School teachers always wanted to discover ways to connect with their students more effectively for a better learning experience. Thanks to such tools as ClassDojo, teachers can now easily have their students focused in class in no time (rather than spend precious minutes trying to manage students' behavior).

ClassDojo likewise provides students with data on their own behavior, making them less disorderly, leading to a more conducive learning environment. Parents benefit from ClassDojo, too. Teachers can easily access every child's classroom information and show them to the parents and make them engaged in their children's development.

Three Ring is another techie tool for teachers who want to organize their students' data digitally. This app allows teachers to upload student works from your smartphones or laptops directly to your own online stream.

You can use it during instruction inside the classroom, for planning lessons that are needed or will be enjoyed by the students, and for easily assessing the works of each of your students. Students can also see their progress through time through the uploaded pictures in the teachers' stream. This can encourage them to do better in class.

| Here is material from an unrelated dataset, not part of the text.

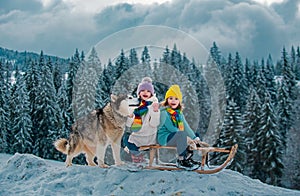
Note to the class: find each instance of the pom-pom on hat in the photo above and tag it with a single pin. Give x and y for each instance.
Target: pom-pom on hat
(146, 84)
(174, 91)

Years of research on early cognitive development has paved way for new tools that will help children develop their cognitive skills. Scientific Learning®'s Fast ForWord Program strengthens children's cognitive skills, helping them improve their reading-related skills such as comprehension, phonological and phonemic awareness, vocabulary, syntax, and grammar, among others.

Fast ForWord also offers English language learning where children can improve on their English literacy rapidly. The program is also consistent in the use of brain exercises for better retention and faster improvement on the use of English language, no matter what your first language may be.

More and more grade school teachers are also excited about custom-designed curriculums which allow the use of apps and devices such as iPads. Elementary schools in several parts of the United States have participated in piloting this kind of programs. For example, students of Jessieville Elementary School in Arkansas used storybook apps for their language arts and science activities. Likewise, students from Van Meter Elementary School managed to create their own ebooks by using several apps and software such as FlipSnack, Evernote, Skitch, and Mackin VIA.

Teachers believe that technology should be used to make education and learning more fun and interesting for children who are exposed to the internet, video games, and devices (such as smartphones, laptops, and tablets) early in their lives.